From 2006 and during four years, Spasov worked with former club Cherno More, as assistant, head coach and scout. In 2011, he returned to Bregalnica.

On 3 January 2018, he was announced as the new manager of the Kazakhstan Premier League team Kyzylzhar. Spasov has managed Tsarsko Selo on two occasions – during 2016/2017 as well as between June 2018 and April 2020.

==Honours==

===Player===

- Lokomotiv Sofia
- Bulgarian League: 1977–78

===Manager===
- Cherno More
- Bulgarian Cup: 2014–15
- Bulgarian Supercup: 2015

- Tsarsko Selo
- Bulgarian Second League: 2018–19

==Personal life==
Spasov's younger brother, Yulian (born 1963), was also a footballer.

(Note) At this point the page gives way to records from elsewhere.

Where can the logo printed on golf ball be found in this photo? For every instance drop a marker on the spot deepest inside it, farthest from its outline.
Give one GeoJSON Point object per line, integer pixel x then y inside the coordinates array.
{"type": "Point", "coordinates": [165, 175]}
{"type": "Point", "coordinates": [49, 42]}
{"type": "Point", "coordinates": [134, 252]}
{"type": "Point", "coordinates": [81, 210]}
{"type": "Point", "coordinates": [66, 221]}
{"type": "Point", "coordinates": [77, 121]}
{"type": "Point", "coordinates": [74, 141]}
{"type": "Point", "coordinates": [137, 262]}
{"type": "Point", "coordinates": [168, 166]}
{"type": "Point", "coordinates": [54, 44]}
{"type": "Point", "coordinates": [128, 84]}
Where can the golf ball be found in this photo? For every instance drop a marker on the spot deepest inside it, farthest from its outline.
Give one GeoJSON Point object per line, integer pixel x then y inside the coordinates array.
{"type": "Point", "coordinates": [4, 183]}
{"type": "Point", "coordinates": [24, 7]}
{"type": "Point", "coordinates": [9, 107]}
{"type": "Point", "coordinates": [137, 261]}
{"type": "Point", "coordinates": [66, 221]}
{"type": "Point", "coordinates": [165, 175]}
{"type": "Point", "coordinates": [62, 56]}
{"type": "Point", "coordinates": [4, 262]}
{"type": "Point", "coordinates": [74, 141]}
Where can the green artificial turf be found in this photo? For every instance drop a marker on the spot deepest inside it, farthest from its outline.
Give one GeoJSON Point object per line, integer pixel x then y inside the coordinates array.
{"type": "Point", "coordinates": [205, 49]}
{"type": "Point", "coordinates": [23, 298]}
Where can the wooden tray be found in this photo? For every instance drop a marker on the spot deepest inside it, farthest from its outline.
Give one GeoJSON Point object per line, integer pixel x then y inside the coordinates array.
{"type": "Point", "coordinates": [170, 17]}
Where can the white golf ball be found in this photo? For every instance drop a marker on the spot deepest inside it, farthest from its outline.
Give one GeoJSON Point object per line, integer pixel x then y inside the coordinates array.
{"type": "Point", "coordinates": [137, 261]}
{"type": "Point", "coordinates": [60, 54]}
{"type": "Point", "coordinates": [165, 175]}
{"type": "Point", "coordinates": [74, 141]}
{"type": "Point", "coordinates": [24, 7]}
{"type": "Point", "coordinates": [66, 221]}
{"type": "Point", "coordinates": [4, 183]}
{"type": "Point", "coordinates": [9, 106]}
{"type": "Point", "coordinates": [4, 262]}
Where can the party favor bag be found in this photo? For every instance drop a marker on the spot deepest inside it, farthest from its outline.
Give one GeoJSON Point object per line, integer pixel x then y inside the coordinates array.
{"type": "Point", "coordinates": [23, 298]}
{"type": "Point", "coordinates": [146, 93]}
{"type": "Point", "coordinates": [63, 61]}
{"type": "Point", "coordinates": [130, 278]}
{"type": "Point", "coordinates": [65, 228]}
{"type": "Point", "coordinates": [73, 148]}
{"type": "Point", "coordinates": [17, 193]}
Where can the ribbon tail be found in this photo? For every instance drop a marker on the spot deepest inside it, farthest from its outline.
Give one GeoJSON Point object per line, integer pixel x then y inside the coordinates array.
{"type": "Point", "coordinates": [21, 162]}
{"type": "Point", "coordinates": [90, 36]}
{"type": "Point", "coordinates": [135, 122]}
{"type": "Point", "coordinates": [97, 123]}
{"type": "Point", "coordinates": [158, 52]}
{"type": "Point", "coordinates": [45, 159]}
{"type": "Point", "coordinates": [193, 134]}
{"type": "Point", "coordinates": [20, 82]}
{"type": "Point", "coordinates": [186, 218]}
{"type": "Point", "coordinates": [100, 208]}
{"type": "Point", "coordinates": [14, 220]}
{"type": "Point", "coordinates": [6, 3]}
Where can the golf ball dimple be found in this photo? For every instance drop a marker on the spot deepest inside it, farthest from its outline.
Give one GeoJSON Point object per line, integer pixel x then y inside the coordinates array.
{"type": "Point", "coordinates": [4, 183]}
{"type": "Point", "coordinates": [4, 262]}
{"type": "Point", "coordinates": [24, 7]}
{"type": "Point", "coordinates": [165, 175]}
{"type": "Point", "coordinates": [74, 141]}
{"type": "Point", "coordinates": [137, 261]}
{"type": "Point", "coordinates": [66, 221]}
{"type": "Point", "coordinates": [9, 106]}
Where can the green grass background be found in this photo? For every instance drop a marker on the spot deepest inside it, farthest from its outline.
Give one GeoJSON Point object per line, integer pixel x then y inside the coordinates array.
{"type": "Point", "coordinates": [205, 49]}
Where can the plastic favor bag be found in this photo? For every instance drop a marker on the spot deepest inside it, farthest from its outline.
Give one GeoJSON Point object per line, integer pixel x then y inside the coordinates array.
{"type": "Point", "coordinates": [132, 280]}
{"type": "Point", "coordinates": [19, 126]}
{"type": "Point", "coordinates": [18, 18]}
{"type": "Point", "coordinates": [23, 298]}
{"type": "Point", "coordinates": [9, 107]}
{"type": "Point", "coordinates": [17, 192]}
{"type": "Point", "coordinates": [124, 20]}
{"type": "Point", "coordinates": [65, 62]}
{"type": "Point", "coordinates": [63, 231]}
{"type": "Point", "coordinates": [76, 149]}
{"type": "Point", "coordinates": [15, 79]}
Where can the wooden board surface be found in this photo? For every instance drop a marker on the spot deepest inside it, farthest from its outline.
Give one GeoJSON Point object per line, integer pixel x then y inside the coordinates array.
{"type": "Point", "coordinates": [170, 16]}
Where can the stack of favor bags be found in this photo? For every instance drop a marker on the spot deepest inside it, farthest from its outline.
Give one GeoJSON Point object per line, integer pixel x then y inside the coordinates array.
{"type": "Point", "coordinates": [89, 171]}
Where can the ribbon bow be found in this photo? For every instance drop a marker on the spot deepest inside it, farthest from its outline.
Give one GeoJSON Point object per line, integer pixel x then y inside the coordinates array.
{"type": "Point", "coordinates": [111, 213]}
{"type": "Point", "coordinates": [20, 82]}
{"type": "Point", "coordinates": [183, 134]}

A midfielder, he too represented Spartak and Cherno More Varna, and also spent several years as a professional in Portugal (nine seasons, including eight with Paços de Ferreira).

On 23 November 2020, Spasov died from a severe flu in Montana, amid the COVID-19 pandemic in Bulgaria.